How to Handle Rejection


Rejection can be a terrible thing to feel. It’s the experience of being excluded, refused, or dismissed as inadequate. Basically, you end up with the feeling that you weren’t good enough. You weren’t good enough to get the job. You weren’t good enough to belong to the group. You weren’t good enough to be with that person. Everyone experiences rejection at some points in their lives. Since this is an inevitable part of life, let us share with you some powerful steps for overcoming rejection:

Be aware of different perspectives

Each version has a different perspective of reality. In any given situation, two people may think or react in the exact same manner. When these differences surface, conflicts arise and this is when one party can choose to severe ties and move on. Basically, when another person sees the world differently than you do, they will behave differently than you expect them to behave. Maybe they just have a different interpretation for what qualified for the job. In a different case, maybe your ex was just in a different stage in his or her life that doesn’t match yours. These rejections don’t necessarily speak about your worth and your competencies.
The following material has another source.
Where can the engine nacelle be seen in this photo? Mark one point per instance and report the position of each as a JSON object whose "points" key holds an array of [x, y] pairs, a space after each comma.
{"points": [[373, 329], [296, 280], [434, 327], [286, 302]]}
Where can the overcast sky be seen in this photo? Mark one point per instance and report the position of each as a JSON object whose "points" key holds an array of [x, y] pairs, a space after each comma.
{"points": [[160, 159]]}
Think about different outcomes

One of the things that hurt about rejections is the fact that you’re disappointed. You may have been expecting a promotion, yet somebody else gets it. You may have been expecting a marriage proposal, but then he breaks up with you. These are painful partly because the future you envisioned will not be realized given these rejections.
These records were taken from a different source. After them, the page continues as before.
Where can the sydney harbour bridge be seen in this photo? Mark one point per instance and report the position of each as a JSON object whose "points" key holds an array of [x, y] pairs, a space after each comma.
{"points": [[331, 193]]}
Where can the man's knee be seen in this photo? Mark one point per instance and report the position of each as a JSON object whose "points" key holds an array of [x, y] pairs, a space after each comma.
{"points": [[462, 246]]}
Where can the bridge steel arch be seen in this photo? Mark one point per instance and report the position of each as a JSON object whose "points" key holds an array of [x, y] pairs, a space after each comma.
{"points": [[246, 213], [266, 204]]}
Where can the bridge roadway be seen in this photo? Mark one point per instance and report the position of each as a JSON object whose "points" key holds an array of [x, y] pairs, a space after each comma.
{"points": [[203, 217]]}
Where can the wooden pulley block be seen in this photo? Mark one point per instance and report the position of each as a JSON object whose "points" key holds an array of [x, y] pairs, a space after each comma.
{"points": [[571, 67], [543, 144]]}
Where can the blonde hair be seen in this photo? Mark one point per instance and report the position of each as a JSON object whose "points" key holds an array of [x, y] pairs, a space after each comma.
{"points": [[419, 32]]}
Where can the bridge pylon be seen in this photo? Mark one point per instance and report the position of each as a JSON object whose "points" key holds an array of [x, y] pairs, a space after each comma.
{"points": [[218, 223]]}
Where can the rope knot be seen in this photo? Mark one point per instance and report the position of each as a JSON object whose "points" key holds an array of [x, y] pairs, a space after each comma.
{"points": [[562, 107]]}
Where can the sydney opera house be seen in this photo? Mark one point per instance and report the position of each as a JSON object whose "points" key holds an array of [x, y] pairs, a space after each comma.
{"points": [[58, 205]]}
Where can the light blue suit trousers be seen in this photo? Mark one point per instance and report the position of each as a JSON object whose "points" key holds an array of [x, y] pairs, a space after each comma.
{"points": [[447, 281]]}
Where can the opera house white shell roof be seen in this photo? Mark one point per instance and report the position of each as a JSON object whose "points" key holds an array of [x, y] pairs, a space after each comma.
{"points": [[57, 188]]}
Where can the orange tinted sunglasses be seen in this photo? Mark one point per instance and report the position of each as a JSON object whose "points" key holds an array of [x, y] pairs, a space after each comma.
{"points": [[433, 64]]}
What you can do is to force yourself to view the situation and consider different possible outcomes. While a breakup may be horrible right now, it can also be a chance for you to meet other people or do other things with your life. In life, it will help you if you’re open to uncertainty. Objectively imagine at least two possible reactions, one mandatorily less positive than the other. When you think about it and in some level are prepared to accept it, then you’ll be able to deal with rejections better.

Support these outcomes with rational explanations

Give reasons for each of the possible outcomes you are prepared to accept. Let’s say you’re going for a job opening. Don’t expect that you’ll get it, in the case that you’ll feel rejected if you don’t get it. But don’t expect you’ll be rejected either that you’ll lack confidence when it comes to the job interviews. Instead, tell yourself, “There are two possible outcomes to this job interview.” First, you could get hired. Why will you get hired? Come up with at least two to three reasons. Second, you might not get hired. Think about reasons as well. You can be overqualified. You may not be the right fit for the job because you need more experience. It might be because something better is meant for you.
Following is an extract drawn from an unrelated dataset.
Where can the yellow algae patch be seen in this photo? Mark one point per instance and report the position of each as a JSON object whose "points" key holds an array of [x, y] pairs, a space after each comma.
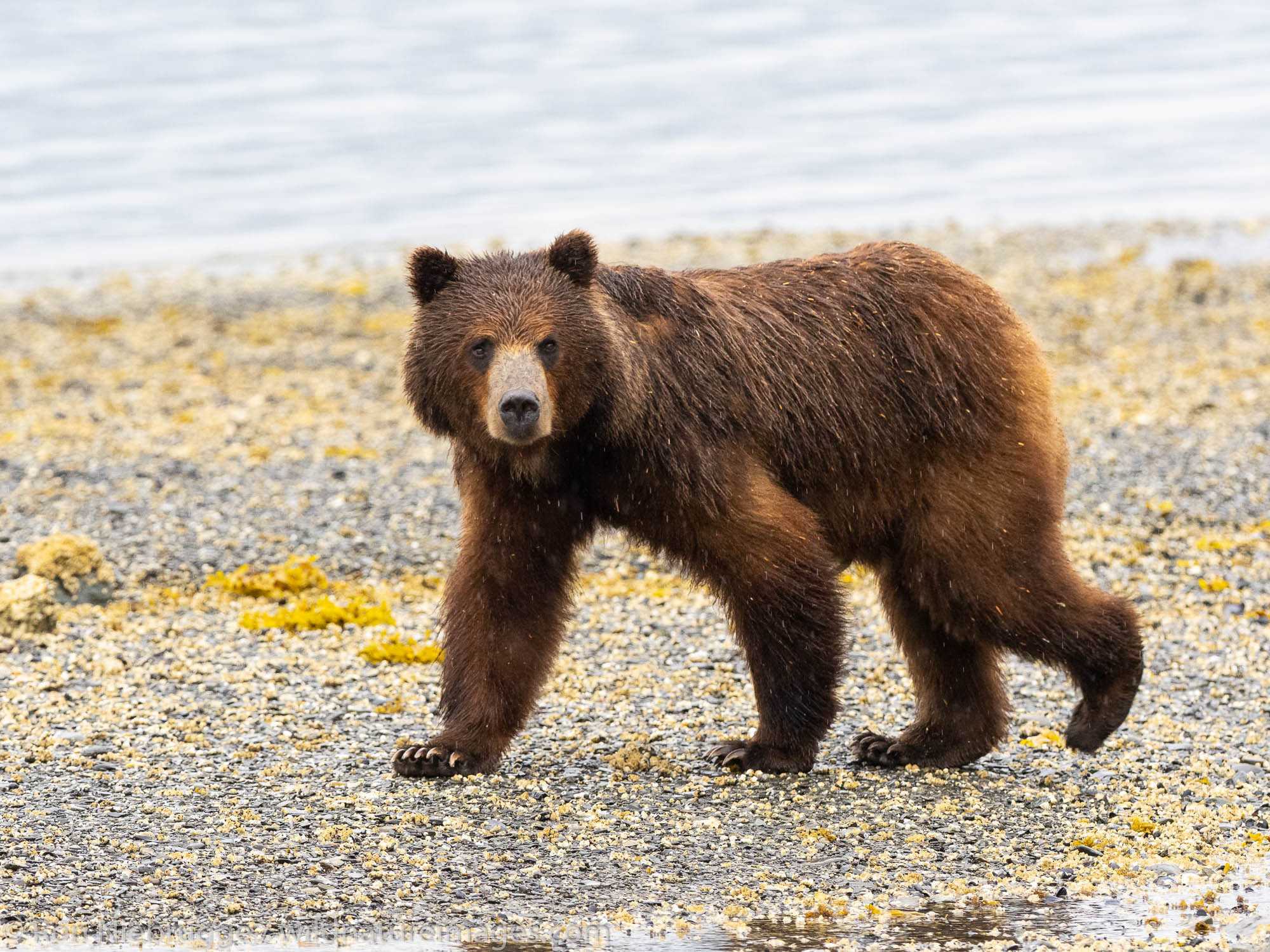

Be objective in your analysis

When you’re objective in your analysis, you can achieve two goals. First, you can visualize both positive and negative outcomes for any situation. You’re already mentally preparing yourself for each outcome. Secondly, when you’re able to prepare for the negative outcome, you can minimise feelings of personalisation associated with the negative outcome. You’re also being honest by identifying one reason that involves an objective evaluation of your personal weakness.

 Avoid personalisation of every outcome

Handling rejection successfully is about avoiding any feelings that are unwarranted and unnecessary. This is not about feeding yourself some distorted version of reality or simply by “thinking positive”. Instead, it’s about the awareness of how we interpret a situation as something that devalues us, when it’s not. It’s about the tendency to overpersonalise negative outcomes. At the end of the day, when situations of rejection occur, it’s just because what you’ve got to offer is not what someone needed, it’s not because what you have to offer isn’t good enough; it’s just different.